Je suis très heureux d’être parmi vous et de célébrer avec vous et pour vous la Sainte Eucharistie. Je voudrais tout d’abord vous offrir quelques réflexions à la lumière de la Parole de Dieu que nous avons écoutée. En ce troisième dimanche de l’Avent, appelé dimanche «Gaudete», la liturgie nous invite à la joie. L’Avent est un temps d’engagement et de conversion pour préparer la venue du Seigneur, mais aujourd’hui, l’Eglise nous fait goûter à l’avance la joie de Noël désormais proche. En effet, l’Avent est également un temps de joie, car en lui se réveille dans les coeurs des croyants l’attente du Sauveur, et attendre la venue d’une personne bien-aimée est toujours un motif de joie. Cet aspect joyeux est présent dans les premières Lectures bibliques de ce dimanche. L’Evangile correspond en revanche à l’autre dimension caractéristique de l’Avent: celle de la conversion en vue de la manifestation du Sauveur, annoncé par Jean-Baptiste.

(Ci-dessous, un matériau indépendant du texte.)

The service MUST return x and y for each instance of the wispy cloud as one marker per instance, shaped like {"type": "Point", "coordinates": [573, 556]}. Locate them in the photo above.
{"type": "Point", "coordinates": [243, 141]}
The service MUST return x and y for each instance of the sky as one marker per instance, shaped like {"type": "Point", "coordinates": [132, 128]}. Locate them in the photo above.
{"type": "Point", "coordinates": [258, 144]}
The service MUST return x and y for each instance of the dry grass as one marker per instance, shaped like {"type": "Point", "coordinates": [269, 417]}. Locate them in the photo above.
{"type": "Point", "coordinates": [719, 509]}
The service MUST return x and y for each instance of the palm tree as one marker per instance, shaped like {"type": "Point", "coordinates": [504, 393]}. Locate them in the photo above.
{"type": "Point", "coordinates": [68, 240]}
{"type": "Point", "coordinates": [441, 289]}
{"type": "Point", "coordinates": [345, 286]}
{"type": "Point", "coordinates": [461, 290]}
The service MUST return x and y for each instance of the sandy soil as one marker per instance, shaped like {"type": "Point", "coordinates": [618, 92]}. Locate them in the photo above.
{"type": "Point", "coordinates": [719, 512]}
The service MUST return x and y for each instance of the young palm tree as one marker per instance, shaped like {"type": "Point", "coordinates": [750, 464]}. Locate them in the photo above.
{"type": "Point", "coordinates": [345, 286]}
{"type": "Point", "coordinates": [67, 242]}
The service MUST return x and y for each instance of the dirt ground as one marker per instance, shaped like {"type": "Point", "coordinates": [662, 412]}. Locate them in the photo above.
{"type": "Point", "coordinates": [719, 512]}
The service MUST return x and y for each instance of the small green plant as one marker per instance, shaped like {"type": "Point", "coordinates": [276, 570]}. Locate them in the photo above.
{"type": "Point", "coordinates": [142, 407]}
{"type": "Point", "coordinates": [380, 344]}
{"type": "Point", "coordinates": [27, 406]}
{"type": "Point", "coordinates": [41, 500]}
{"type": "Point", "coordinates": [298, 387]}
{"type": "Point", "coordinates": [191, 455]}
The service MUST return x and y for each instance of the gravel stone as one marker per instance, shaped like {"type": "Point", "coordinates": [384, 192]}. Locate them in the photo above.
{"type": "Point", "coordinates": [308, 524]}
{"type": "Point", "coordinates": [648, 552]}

La première lecture que nous avons entendue est une invitation insistante à la joie. Le passage commence par l’expression: «Pousse des cris de joie, fille de Sion!... Réjouis-toi, triomphe de tout ton coeur, fille de Jérusalem» (So 3,14), qui est semblable à celui de l’annonce de l’ange à Marie: «Réjouis-toi pleine de grâce» (Lc 1,26). Le motif essentiel pour lequel la fille de Sion peut exulter est exprimé dans l’affirmation que nous venons d’écouter: «Le Seigneur est roi d’Israël au milieu de toi» (So 3,15 So 3,17); cela signifierait littéralement «est dans ton sein», avec une claire référence à la présence de Dieu dans l’Arche de l’Alliance, toujours placée au milieu du peuple d’Israël. Le prophète veut nous dire qu’il n’y a plus aucun motif de méfiance, de découragement, de tristesse, quelle que soit la situation que nous devons affronter, car nous sommes assurés de la présence du Seigneur, qui à elle seule suffit à rasséréner et réjouir les coeurs. En outre, le prophète Sophonie fait comprendre que cette joie est réciproque: nous sommes invités à nous réjouir, mais le Seigneur aussi se réjouit de sa relation avec nous; en effet, le prophète écrit: «Il exultera pour toi de joie, il te renouvellera par son amour; il dansera pour toi avec des cris de joie» (v. 17). La joie qui est promise dans ce texte prophétique trouve son accomplissement en Jésus, qui est dans le sein de Marie, la «Fille de Sion», et il place ainsi sa demeure parmi nous (cf. Jn 1,14). En effet, en venant au monde, il nous donne sa joie, comme Il le confie lui-même à ses disciples: «Je vous dis cela pour que ma joie soit en vous et que votre joie soit complète» (Jn 15,11). Jésus apporte le salut aux hommes, une nouvelle relation avec Dieu qui vainc le mal et la mort, et apporte la joie véritable pour cette présence du Seigneur qui vient illuminer notre chemin qui est souvent voilé par les ténèbres et l’égoïsme. Et nous pouvons réfléchir pour savoir si nous sommes réellement conscients de ce fait de la présence du Seigneur parmi nous, qui n’est pas un Dieu lointain, mais un Dieu avec nous, un Dieu parmi nous, qui est ici avec nous dans la Sainte Eucharistie, qui est avec nous dans l’Eglise vivante. Et nous devons être les porteurs de cette présence de Dieu. Et ainsi Dieu se réjouit pour nous et nous pouvons avoir la joie: Dieu existe, et Dieu est bon, et Dieu est proche.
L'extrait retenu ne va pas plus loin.